We are seeking a talented Senior Big Data Engineer to work on Qualys’ next-generation big data challenge. Working with a team of engineers and architects, you will be responsible for creation of Data Lakes by extracting and transforming data from various data sources.
As a Senior Engineer you would be responsible for design, development, implementation, and support of Qualys first Data Lake and Data Pipeline framework.
This is a great opportunity to build Qualys’ next generation data technology platform by leveraging open source technologies, and work on challenging and business-
impacting projects. Design, develop and deploy of Big Data and NoSQL based full scale solutions that includes data acquisition, storage, transformation, security, data management and data analysis using Dockers, Kubernetes, AWS Elastic Services, Alluxio, Apache Kafka, Ignite, Spark, Presto, Drill, Hive, Cassandra, Postgres, Greenplum and other related technologies.
Graph data processing, storing and creating visual representation of the underlying data. Ensure quality of master data in key systems, as well as, development and documentation of processes with other functional data owners to support ongoing maintenance and data integrity.
Build large scale data architectures using Kafka / Spark / Flink / Cassandra in a hybrid environment. Data profiling and data analysis using emerging data technologies.
Deploy data loaders to ingest data into Big Data Lakes. Troubleshoot production issues with Hadoop / Spark / Flink / NoSQL.
BS / MS or equivalent with 8+ years of working experience with data management with 5+ years in the Big Data ecosystem. Must have experience in architecting data at scale for Hadoop / Spark / NoSQL ecosystem of data stores to support different business consumption patterns off a centralized data platform.

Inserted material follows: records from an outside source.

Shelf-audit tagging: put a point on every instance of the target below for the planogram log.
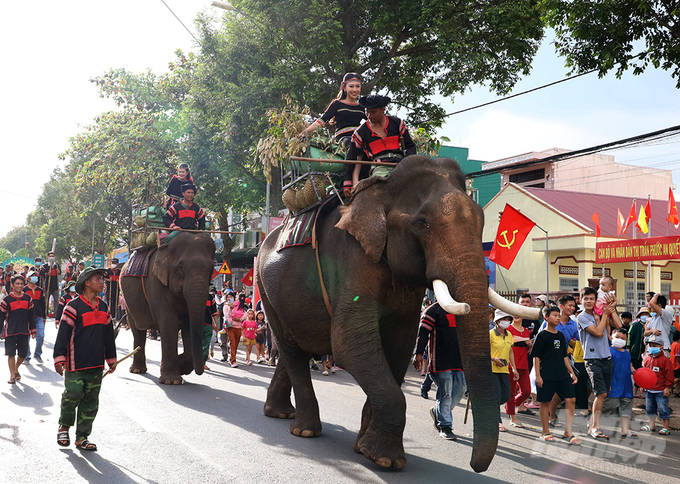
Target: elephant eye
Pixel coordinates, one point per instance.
(423, 223)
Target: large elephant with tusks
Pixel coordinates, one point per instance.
(413, 230)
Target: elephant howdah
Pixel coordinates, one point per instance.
(171, 298)
(420, 220)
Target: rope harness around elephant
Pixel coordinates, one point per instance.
(315, 246)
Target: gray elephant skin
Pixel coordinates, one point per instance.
(377, 256)
(170, 299)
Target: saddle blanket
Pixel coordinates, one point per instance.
(138, 264)
(297, 230)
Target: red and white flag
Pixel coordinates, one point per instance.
(632, 217)
(672, 210)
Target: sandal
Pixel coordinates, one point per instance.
(554, 423)
(63, 437)
(598, 434)
(572, 440)
(86, 445)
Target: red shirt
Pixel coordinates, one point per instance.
(521, 353)
(675, 349)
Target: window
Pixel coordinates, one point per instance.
(568, 284)
(528, 176)
(631, 304)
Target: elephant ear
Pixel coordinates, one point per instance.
(160, 266)
(365, 217)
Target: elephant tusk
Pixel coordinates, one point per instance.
(512, 308)
(441, 290)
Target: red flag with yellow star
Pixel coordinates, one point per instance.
(513, 230)
(248, 279)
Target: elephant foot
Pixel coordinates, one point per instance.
(170, 380)
(386, 451)
(302, 427)
(279, 412)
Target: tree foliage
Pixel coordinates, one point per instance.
(617, 34)
(411, 50)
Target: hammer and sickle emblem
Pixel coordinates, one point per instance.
(507, 244)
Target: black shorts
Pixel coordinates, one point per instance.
(600, 374)
(17, 343)
(564, 389)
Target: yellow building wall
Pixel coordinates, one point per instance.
(529, 268)
(578, 250)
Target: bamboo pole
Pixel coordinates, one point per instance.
(158, 229)
(342, 162)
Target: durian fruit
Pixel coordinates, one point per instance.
(289, 199)
(138, 240)
(321, 185)
(301, 199)
(139, 221)
(151, 239)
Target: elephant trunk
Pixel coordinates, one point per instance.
(469, 284)
(196, 299)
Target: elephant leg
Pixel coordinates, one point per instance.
(139, 359)
(365, 421)
(307, 422)
(186, 364)
(170, 361)
(382, 437)
(278, 403)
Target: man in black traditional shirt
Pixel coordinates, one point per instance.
(380, 138)
(438, 329)
(17, 320)
(84, 341)
(185, 214)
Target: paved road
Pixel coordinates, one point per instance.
(212, 430)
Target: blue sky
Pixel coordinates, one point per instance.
(53, 49)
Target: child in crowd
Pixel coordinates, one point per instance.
(554, 375)
(620, 395)
(606, 289)
(675, 360)
(260, 336)
(657, 396)
(249, 328)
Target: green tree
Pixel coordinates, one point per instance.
(17, 238)
(617, 34)
(412, 50)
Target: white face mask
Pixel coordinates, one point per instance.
(618, 343)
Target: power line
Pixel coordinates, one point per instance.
(178, 19)
(627, 142)
(505, 98)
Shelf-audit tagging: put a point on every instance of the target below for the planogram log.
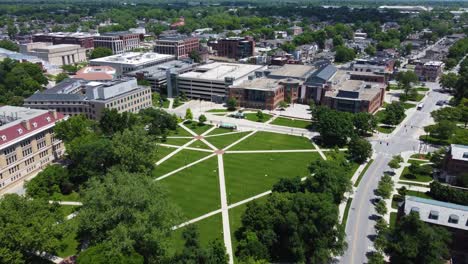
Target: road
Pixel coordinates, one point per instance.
(359, 226)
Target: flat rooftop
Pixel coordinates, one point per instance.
(13, 115)
(260, 84)
(134, 58)
(217, 71)
(293, 71)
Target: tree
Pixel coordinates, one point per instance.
(134, 150)
(394, 113)
(413, 241)
(283, 230)
(28, 226)
(100, 52)
(329, 176)
(53, 179)
(202, 119)
(343, 54)
(448, 81)
(104, 253)
(73, 127)
(9, 45)
(381, 207)
(359, 149)
(231, 104)
(129, 211)
(60, 77)
(334, 127)
(188, 114)
(260, 116)
(405, 80)
(364, 123)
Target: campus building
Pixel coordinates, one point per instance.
(178, 45)
(234, 47)
(437, 212)
(211, 81)
(355, 96)
(85, 40)
(96, 73)
(131, 61)
(118, 42)
(61, 54)
(429, 71)
(264, 93)
(78, 96)
(163, 75)
(27, 142)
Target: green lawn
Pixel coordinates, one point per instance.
(282, 121)
(177, 141)
(267, 141)
(69, 242)
(419, 194)
(197, 128)
(209, 229)
(385, 129)
(253, 117)
(220, 130)
(250, 174)
(180, 159)
(356, 184)
(199, 144)
(225, 140)
(179, 132)
(195, 189)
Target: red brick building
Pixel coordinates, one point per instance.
(235, 48)
(180, 46)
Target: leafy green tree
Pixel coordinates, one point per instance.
(448, 81)
(381, 207)
(100, 52)
(73, 127)
(202, 119)
(53, 179)
(188, 114)
(130, 211)
(344, 54)
(61, 76)
(406, 79)
(112, 121)
(9, 45)
(231, 104)
(385, 186)
(370, 50)
(134, 150)
(334, 127)
(28, 226)
(329, 176)
(104, 253)
(413, 241)
(364, 123)
(359, 149)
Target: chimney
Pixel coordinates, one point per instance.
(26, 124)
(54, 114)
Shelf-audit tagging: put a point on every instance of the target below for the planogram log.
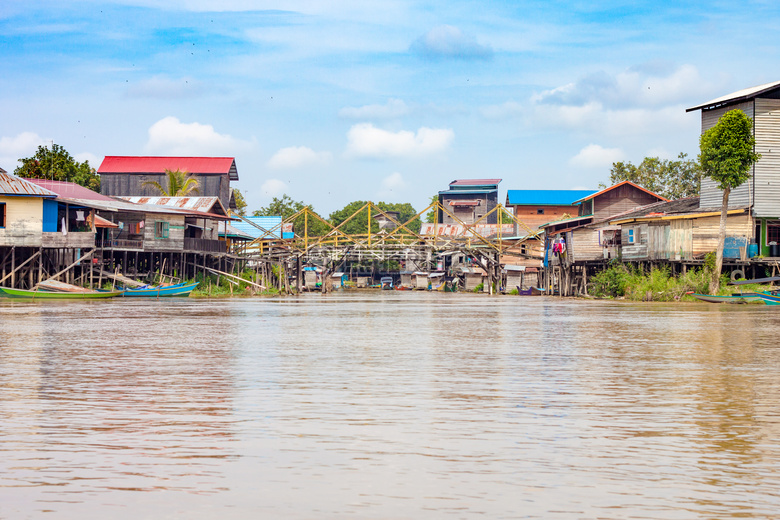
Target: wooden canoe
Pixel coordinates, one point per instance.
(8, 292)
(731, 298)
(165, 291)
(770, 299)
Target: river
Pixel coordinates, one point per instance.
(388, 405)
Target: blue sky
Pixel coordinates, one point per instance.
(344, 100)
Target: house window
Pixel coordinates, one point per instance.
(773, 231)
(160, 230)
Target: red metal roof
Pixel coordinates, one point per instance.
(69, 190)
(146, 164)
(474, 182)
(637, 186)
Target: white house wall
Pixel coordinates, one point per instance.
(767, 169)
(711, 196)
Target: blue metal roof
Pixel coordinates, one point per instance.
(271, 224)
(547, 197)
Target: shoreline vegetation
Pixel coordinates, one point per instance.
(623, 281)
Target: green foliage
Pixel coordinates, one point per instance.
(727, 150)
(430, 217)
(670, 179)
(57, 164)
(238, 197)
(180, 184)
(621, 281)
(611, 282)
(359, 224)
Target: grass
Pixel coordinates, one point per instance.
(622, 281)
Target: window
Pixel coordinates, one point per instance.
(773, 231)
(160, 230)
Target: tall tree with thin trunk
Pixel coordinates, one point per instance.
(180, 184)
(727, 156)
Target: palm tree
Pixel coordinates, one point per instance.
(180, 184)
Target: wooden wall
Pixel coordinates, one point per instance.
(23, 221)
(529, 216)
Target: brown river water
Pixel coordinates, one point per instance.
(388, 405)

Hands on experience in Spark / MapReduce / ETL data processing, including Java, Python, Scala, SQL; for data analysis of production Big Data applications.
Experience in populating and leveraging OLAP tools and SQL on Hadoop platforms (Presto, Hive, Greenplum, SparkSQL). Hands-
on experience one or more of the following - GraphQL, Gremlin, Tinkerpop, Neo4J, JanusGraph, GraphX. Integration of streaming architectures in Big Data implementations using message queue like Kafka, RabbitMQ and / or related cloud offerings.
Data modeling for data intensive application from core star schema and dimensional modelling to contemporary NoSQL and denormalized data lake architectures.
Designing and implementing relational data models working with RDBMS and understanding of the challenges in these environment.